Barclays Wealth has launched a structured product aiming to pay 8.25 per cent within the first year of this six-year investment.

The Barclays Wealth Defined Returns Annual Kick Out plan offers a potential return realised on any anniversary – from the first onwards – where the FTSE 100 Index is at or above its starting level.

So, if the FTSE 100 is at or above its starting level at its second anniversary, investors will receive 16.5 per cent and their capital will be repaid. If this occurs on its third anniversary, investors will receive 24.75 per cent; and so on up to 49.5 per cent on its sixth and final anniversary.

If there has been no early disposal after six years, capital will be reduced if the index closes below 50 per cent of its starting level, at maturity.

Should this happen, investors will lose capital on a one for one basis with the index.
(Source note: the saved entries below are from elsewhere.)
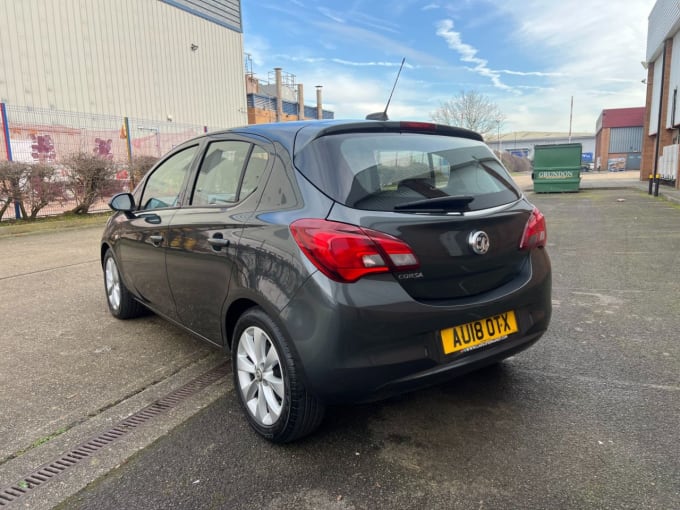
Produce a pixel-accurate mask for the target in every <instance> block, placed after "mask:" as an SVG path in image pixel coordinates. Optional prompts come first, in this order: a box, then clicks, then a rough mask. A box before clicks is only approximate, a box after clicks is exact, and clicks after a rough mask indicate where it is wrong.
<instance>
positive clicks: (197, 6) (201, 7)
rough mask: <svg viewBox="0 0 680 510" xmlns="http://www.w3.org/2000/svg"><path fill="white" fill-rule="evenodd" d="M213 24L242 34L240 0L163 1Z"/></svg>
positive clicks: (168, 0) (240, 8) (163, 0)
mask: <svg viewBox="0 0 680 510" xmlns="http://www.w3.org/2000/svg"><path fill="white" fill-rule="evenodd" d="M161 2H165V3H166V4H170V5H173V6H175V7H178V8H180V9H183V10H185V11H187V12H190V13H192V14H195V15H197V16H201V17H202V18H205V19H207V20H209V21H212V22H213V23H217V24H219V25H222V26H224V27H228V28H232V29H234V30H238V31H239V32H241V31H242V30H241V3H240V1H239V0H161Z"/></svg>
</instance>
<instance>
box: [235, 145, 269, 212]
mask: <svg viewBox="0 0 680 510" xmlns="http://www.w3.org/2000/svg"><path fill="white" fill-rule="evenodd" d="M267 161H269V153H268V152H267V151H265V150H264V149H263V148H262V147H258V146H257V145H256V146H255V147H253V152H252V154H251V155H250V159H249V160H248V166H247V167H246V173H245V174H244V175H243V183H242V184H241V192H240V193H239V200H243V199H244V198H245V197H247V196H248V195H250V194H251V193H252V192H253V191H255V190H256V189H257V185H258V183H259V182H260V177H262V172H264V169H265V168H266V167H267Z"/></svg>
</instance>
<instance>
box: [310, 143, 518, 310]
mask: <svg viewBox="0 0 680 510" xmlns="http://www.w3.org/2000/svg"><path fill="white" fill-rule="evenodd" d="M316 143H320V144H323V147H322V149H323V152H324V153H330V154H332V155H333V157H331V158H327V161H328V162H329V163H328V164H332V165H337V166H336V167H335V168H332V169H330V168H326V169H325V172H326V174H332V175H335V176H337V178H338V179H343V180H345V182H339V183H337V184H336V183H332V184H331V185H330V186H327V188H328V190H327V191H328V193H329V194H332V193H335V198H336V199H337V201H338V202H339V204H338V205H336V206H335V207H334V209H333V211H332V213H331V215H330V217H329V219H334V220H336V221H344V222H347V223H352V224H356V225H361V226H363V227H367V228H371V229H374V230H377V231H380V232H385V233H387V234H391V235H393V236H395V237H397V238H399V239H401V240H403V241H405V242H406V243H407V244H408V245H409V246H410V247H411V249H412V250H413V252H414V253H415V255H416V256H417V257H418V260H419V262H420V268H419V270H417V271H414V272H411V273H409V272H406V273H401V274H400V273H395V276H396V277H397V278H398V279H399V281H400V283H401V285H402V286H403V287H404V289H405V290H406V291H407V292H408V293H409V294H410V295H411V296H412V297H413V298H414V299H417V300H421V301H427V300H447V299H457V298H465V297H469V296H474V295H477V294H480V293H483V292H488V291H491V290H493V289H497V288H499V287H501V286H503V285H504V284H505V283H507V282H509V281H511V280H512V279H513V278H514V277H515V276H516V275H517V274H518V273H519V272H520V271H522V270H523V269H525V268H526V267H527V266H526V264H528V256H527V252H526V251H520V250H519V244H520V240H521V238H522V234H523V230H524V226H525V225H526V222H527V219H528V218H529V214H530V212H531V207H530V206H528V204H527V203H526V202H525V201H523V200H521V192H520V191H519V190H518V189H517V187H516V186H515V184H514V182H513V181H512V179H511V177H510V176H509V174H508V173H507V171H506V170H505V169H504V168H503V166H502V165H501V164H500V162H499V161H498V160H497V159H496V158H495V156H494V155H493V154H492V153H491V151H490V150H489V149H488V147H487V146H485V145H484V144H483V143H482V142H479V141H475V140H469V139H462V138H458V137H452V136H440V135H429V134H425V133H405V132H403V131H401V132H384V133H378V134H372V133H344V134H336V135H330V136H326V137H325V139H324V140H321V139H320V140H317V141H315V142H313V144H316ZM313 144H310V145H313ZM305 150H307V149H305ZM311 150H314V148H313V147H312V148H311ZM319 152H320V153H321V152H322V151H321V149H319ZM312 178H314V176H312ZM319 182H320V181H319ZM321 185H325V184H321ZM331 187H332V188H333V189H330V188H331ZM337 190H346V191H345V192H343V193H338V192H337ZM340 204H342V205H340Z"/></svg>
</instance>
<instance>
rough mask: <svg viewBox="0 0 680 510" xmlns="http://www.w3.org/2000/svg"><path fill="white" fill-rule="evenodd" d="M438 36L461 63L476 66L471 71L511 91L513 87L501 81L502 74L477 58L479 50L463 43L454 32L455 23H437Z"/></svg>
mask: <svg viewBox="0 0 680 510" xmlns="http://www.w3.org/2000/svg"><path fill="white" fill-rule="evenodd" d="M437 35H438V36H439V37H442V38H443V39H444V40H445V41H446V43H447V44H448V46H449V48H451V49H452V50H454V51H456V52H457V53H458V54H459V55H460V59H461V61H463V62H466V63H470V64H474V67H473V68H472V69H471V70H472V71H474V72H476V73H478V74H479V75H481V76H484V77H486V78H489V79H490V80H491V82H492V83H493V84H494V86H496V87H498V88H499V89H503V90H511V87H509V86H507V85H506V84H505V83H503V82H502V81H501V79H500V73H499V72H498V71H494V70H493V69H490V68H489V66H488V61H487V60H484V59H483V58H479V57H478V56H477V50H476V49H475V48H473V47H472V46H470V45H469V44H466V43H464V42H463V40H462V38H461V36H460V33H459V32H456V31H454V30H453V21H451V20H450V19H445V20H442V21H440V22H439V23H437Z"/></svg>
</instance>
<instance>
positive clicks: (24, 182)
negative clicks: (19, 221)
mask: <svg viewBox="0 0 680 510" xmlns="http://www.w3.org/2000/svg"><path fill="white" fill-rule="evenodd" d="M0 195H2V196H3V199H4V200H0V202H3V203H2V204H0V218H2V217H3V215H4V214H5V212H6V211H7V209H8V208H9V206H10V204H11V203H12V202H14V203H16V204H17V206H18V208H19V212H20V214H21V217H22V218H24V219H28V220H34V219H35V218H36V217H37V215H38V213H39V212H40V210H41V209H43V208H44V207H45V206H46V205H48V204H49V203H50V202H52V201H54V200H57V199H60V198H63V187H62V185H61V183H60V182H58V181H57V179H56V170H55V169H54V167H52V166H50V165H47V164H44V163H34V164H32V163H24V162H21V161H2V162H0ZM27 209H28V212H27Z"/></svg>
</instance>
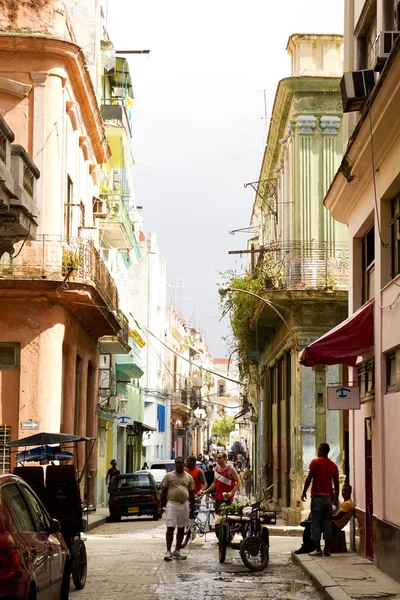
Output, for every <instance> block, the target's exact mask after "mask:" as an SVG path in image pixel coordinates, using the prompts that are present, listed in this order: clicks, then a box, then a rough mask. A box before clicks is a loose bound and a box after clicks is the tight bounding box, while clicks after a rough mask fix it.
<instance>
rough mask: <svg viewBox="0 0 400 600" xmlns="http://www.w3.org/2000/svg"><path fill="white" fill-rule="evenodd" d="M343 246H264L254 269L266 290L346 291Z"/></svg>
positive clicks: (272, 244)
mask: <svg viewBox="0 0 400 600" xmlns="http://www.w3.org/2000/svg"><path fill="white" fill-rule="evenodd" d="M348 266H349V253H348V247H347V244H345V243H333V242H332V243H331V242H303V241H299V242H296V241H291V242H283V243H276V244H270V245H269V246H264V248H263V250H262V251H261V253H260V257H259V260H258V264H257V268H258V270H259V272H260V271H261V272H262V273H263V275H264V277H265V290H266V291H267V290H268V291H269V290H271V291H272V290H316V291H323V290H347V286H348Z"/></svg>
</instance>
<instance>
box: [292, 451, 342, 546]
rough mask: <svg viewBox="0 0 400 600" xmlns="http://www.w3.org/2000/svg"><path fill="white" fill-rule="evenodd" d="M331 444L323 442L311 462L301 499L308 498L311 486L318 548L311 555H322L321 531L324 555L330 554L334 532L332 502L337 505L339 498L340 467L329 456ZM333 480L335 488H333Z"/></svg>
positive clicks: (311, 533) (311, 491)
mask: <svg viewBox="0 0 400 600" xmlns="http://www.w3.org/2000/svg"><path fill="white" fill-rule="evenodd" d="M329 451H330V447H329V444H321V445H320V447H319V448H318V458H314V460H312V461H311V464H310V467H309V468H310V471H309V473H308V476H307V479H306V480H305V483H304V488H303V493H302V496H301V499H302V501H303V502H305V501H306V500H307V490H308V488H309V486H310V483H311V482H312V487H311V538H312V539H313V540H314V541H315V545H316V550H314V551H313V552H310V556H322V550H321V533H323V534H324V540H325V548H324V556H330V552H329V540H331V539H332V538H333V532H332V504H335V505H336V506H337V503H338V498H339V469H338V468H337V466H336V464H335V463H334V462H333V461H332V460H330V459H329V458H328V454H329ZM332 480H333V483H334V488H335V489H334V490H333V489H332Z"/></svg>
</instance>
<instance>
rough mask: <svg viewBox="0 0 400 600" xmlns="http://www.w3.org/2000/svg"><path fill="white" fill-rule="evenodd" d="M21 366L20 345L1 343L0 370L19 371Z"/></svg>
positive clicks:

Richard Henry, director of investor solutions at Barclays Wealth said increased market volatility enabled the bank to improve the terms offered in its previous Annual Kick-out Plan.

He added, ‘This is something we think clients will welcome as they seek products which provide a competitive rate of return.

‘Despite negligible year-on-year FTSE performance, last year’s June 2010 edition of the product recently kicked out at a rate of 10 per cent. This demonstrates the ability of the kick-out product to deliver returns even in a benign growth environment.’